Liverpool’s University Hardship Fund serves international, EU and Islands students who do not qualify for standard UK funding routes.

It typically opens each October and carries a series of deadlines through the academic year, including a specific cut off for final year undergraduates in the spring.

Students can generally submit one application per year, though the advice team can sometimes consider a genuine second emergency if you contact them directly.

How to Apply for an Emergency Grant as an International Student in the UK

The application process looks broadly similar across most universities, even though the exact forms and portals differ. Here is what you should expect and prepare for.

  1. Check eligibility first: Almost every fund requires that you already claimed any other funding you qualify for, and that you can prove you started your course with a realistic financial plan.
  2. Gather your documents early: Most applications ask for several months of bank statements, proof of your current income, evidence of your outgoings such as a tenancy agreement, and a personal statement explaining what changed.
  3. Explain the emergency clearly: Stay specific and honest about what happened and why it was unforeseen.

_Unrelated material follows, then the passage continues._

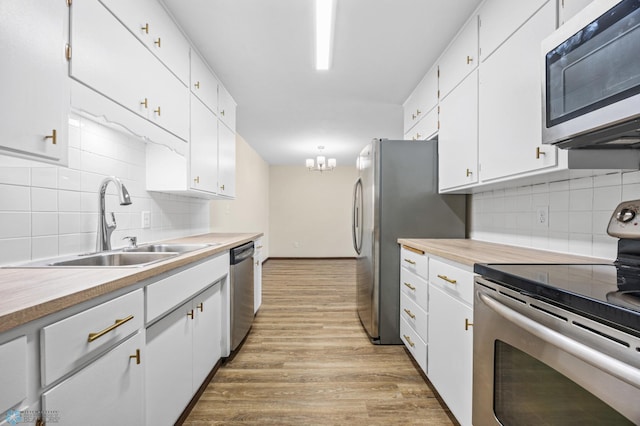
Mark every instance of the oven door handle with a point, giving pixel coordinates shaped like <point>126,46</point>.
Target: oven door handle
<point>589,355</point>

Vague statements slow down the assessment process.
  4. Apply as early as possible: Since most funds stay limited and get handed out on a discretionary basis, waiting until the money runs out for the year will not help you, even if your case is genuine.
  5. Follow up if you hear nothing: Universities process a high volume of applications, especially during exam season or times of global instability. A polite follow up email after a couple of weeks is entirely reasonable.

Other Emergency Financial Support Options in the UK

University hardship funds are not the only route available if you are struggling. A few additional options are worth knowing about too.

  • Student unions. Many students’ unions, including Manchester’s, run their own small emergency loan schemes separate from the university’s official fund, often with a much faster turnaround.
  • Charitable trusts. Organisations listed through the Turn2us grants search tool sometimes offer support to students from low income backgrounds, regardless of nationality.
  • Food banks and community fridges. Some universities run their own food support schemes on campus, alongside local food bank services in the wider city.
  • Overdraft facilities. Most UK student bank accounts come with an interest free overdraft, usually somewhere between £500 and £3,000, which can act as a short term buffer while you sort out a longer term solution.
  • Part time work through your university’s job service. Many universities run their own jobs board specifically for students, which can get you into paid work faster than general job sites.

Tips for Managing Financial Hardship as an International Student in the UK

A grant can solve an immediate problem, but a few habits can help you avoid landing back in the same position.

Keep a simple running total of your spending each week. Even a basic spreadsheet or notes app will do.

Speak to your university’s student support team before things become critical, not after.

Avoid unarranged overdrafts wherever possible, since fees build up quickly.

Check whether your course or department runs its own smaller bursaries or emergency pots, since these are sometimes less well advertised than the main university fund.

If your visa or immigration status feels connected to your financial situation, get advice from your university’s international student office rather than guess.

Final Thoughts

Financial hardship can feel isolating, especially when you are far from home and unsure how the system works. The good news is that UK universities genuinely plan for this.

Emergency grants exist precisely because institutions know international students sometimes hit situations nobody could have predicted.

Act early, stay honest and specific in your application, and treat these funds as exactly what they are: a genuine safety net, not a last resort you should feel embarrassed about using.

Your university’s student support or international office is always the right first stop if you are unsure where to start. They deal with these situations regularly, and reaching out early beats waiting until things feel unmanageable.